Nearly 10 years of oversight from the U.S. military in Iraq has done little to erase simmering sectarian issues in Iraq. A trilateral democratic government composed of Shiite, Sunni and Kurdish leaders was expected to keep Iraq self-contained and out of trouble. Many of the initial sectarian issues left over from the early stages of the U.S.-led conflict are still on the table, however. Though oil production is gaining ground, the country still lacks a comprehensive hydrocarbon law. Now, Kurdish leaders in the semi-autonomous north aim to defy Baghdad by exporting oil to Turkey through a new pipeline by 2013. Given simmering acrimony between the Kurdish government and Baghdad, that pipeline may be the tether that formally pulls Iraq in two.
A delegation from the International Energy Agency met with Iraqi delegates in Istanbul early this month for an informal session on policy-making in the Iraqi energy sector. The IEA is in the process of preparing a special report on Iraq, which is due out in October. In December, the IEA said crude oil production in Iraq could reach an average of 4.36 million barrels per day by 2016. That same month, Shiite Prime Minister Nouri al-Maliki accused his Sunni Vice President Tariq al-Hashemi of operating a death squad. Hashemi, the subject of a Red Notice issued by Interpol, is now sitting comfortably in the Turkish capital, where he enjoys widespread support.

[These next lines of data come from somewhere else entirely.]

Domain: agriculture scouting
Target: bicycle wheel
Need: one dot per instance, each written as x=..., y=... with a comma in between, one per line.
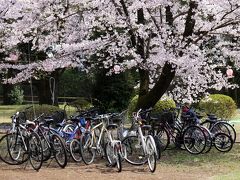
x=46, y=147
x=208, y=139
x=118, y=157
x=151, y=153
x=133, y=151
x=88, y=153
x=17, y=147
x=194, y=139
x=75, y=150
x=35, y=151
x=110, y=153
x=59, y=150
x=5, y=152
x=164, y=138
x=223, y=142
x=158, y=146
x=224, y=127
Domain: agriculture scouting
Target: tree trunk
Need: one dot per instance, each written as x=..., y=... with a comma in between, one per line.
x=152, y=97
x=48, y=89
x=6, y=90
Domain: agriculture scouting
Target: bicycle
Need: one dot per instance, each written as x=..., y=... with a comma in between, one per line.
x=92, y=143
x=23, y=144
x=139, y=148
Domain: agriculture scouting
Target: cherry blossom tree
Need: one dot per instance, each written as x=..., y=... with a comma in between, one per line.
x=172, y=43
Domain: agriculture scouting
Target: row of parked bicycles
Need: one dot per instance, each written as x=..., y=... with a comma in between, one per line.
x=88, y=134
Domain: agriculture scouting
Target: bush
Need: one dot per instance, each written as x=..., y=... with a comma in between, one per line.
x=221, y=105
x=48, y=110
x=81, y=103
x=163, y=103
x=16, y=95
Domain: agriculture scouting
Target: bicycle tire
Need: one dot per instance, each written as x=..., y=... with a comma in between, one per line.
x=35, y=151
x=14, y=140
x=194, y=139
x=221, y=142
x=164, y=138
x=109, y=152
x=4, y=152
x=151, y=153
x=224, y=127
x=88, y=153
x=59, y=150
x=133, y=151
x=118, y=158
x=75, y=150
x=209, y=139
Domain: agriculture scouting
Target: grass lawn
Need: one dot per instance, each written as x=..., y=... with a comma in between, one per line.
x=213, y=165
x=7, y=111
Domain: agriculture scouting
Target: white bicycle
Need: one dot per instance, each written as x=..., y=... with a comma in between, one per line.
x=139, y=148
x=93, y=142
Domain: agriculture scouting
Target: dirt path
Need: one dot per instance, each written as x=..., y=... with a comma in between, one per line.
x=99, y=172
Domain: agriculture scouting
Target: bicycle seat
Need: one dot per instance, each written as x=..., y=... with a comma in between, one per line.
x=74, y=119
x=49, y=120
x=211, y=120
x=146, y=127
x=199, y=116
x=29, y=122
x=154, y=119
x=59, y=125
x=112, y=126
x=211, y=116
x=184, y=116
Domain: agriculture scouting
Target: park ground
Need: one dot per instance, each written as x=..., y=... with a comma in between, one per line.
x=174, y=164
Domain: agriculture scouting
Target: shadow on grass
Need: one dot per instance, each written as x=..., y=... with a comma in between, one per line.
x=181, y=157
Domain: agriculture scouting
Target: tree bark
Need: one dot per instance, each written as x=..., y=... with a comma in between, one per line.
x=6, y=90
x=152, y=97
x=49, y=94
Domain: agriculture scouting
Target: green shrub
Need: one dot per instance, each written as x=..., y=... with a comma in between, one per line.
x=163, y=103
x=39, y=109
x=81, y=103
x=16, y=95
x=221, y=105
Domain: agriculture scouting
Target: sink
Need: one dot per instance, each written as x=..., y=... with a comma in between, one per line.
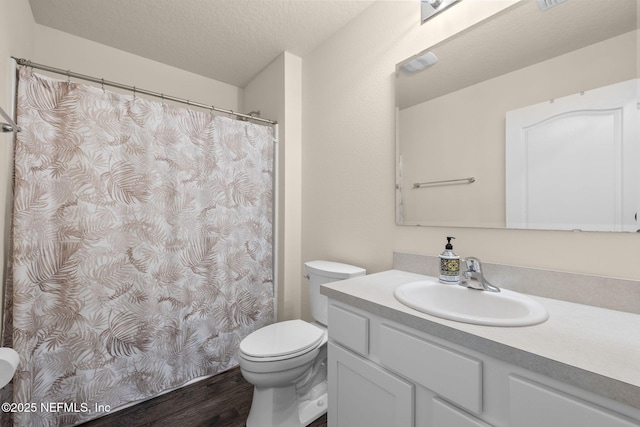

Kurdish President Massoud Barzani, in April, said he felt the charges against Hashemi were part of a ploy by Maliki to consolidate his power in Baghdad. When Maliki visited the northern city of Kirkuk early this month, Kurdish leaders said they were frustrated that the Shiite prime minister's government "failed to even make any mention" of the territorial issues that have stoked internal rivalries. Now, Kurdish leaders said they could start exporting oil through a new oil pipeline through Turkey by next August. The Kurdish government already stopped exporting crude oil because of payment disputes with Iraq and, if the pipeline does move forward, the Kurdish government make be making its pledge of allegiance to Ankara rather than to Baghdad.
Barzani hinted in April that secession wasn't out of the question, though not much is new there. Without the buffer of the U.S. military, however, there doesn't seem to be a whole lot of overt pressure to keep the country united. Ankara, since U.S. forces left the country in December, has moved closer to the Kurdish north. Though Kurdish officials, in their discussions of pipeline developments, referred to the oil as "Iraq's oil," it may be the start of a de facto separation. Rightfully so, the IEA, in its December report, warned that a fractured political system in Iraq could get in the way of significant developments in the energy sector. Though Iraqi political developments are exceedingly slow, to find hints at secession in the IEA report later this year won't be too much of a surprise. And, given the simmering tensions in the waters to Iraq's south and growing concerns of global energy security, secession, when it comes to oil, might not be the worst outcome for a post-Saddam Iraq.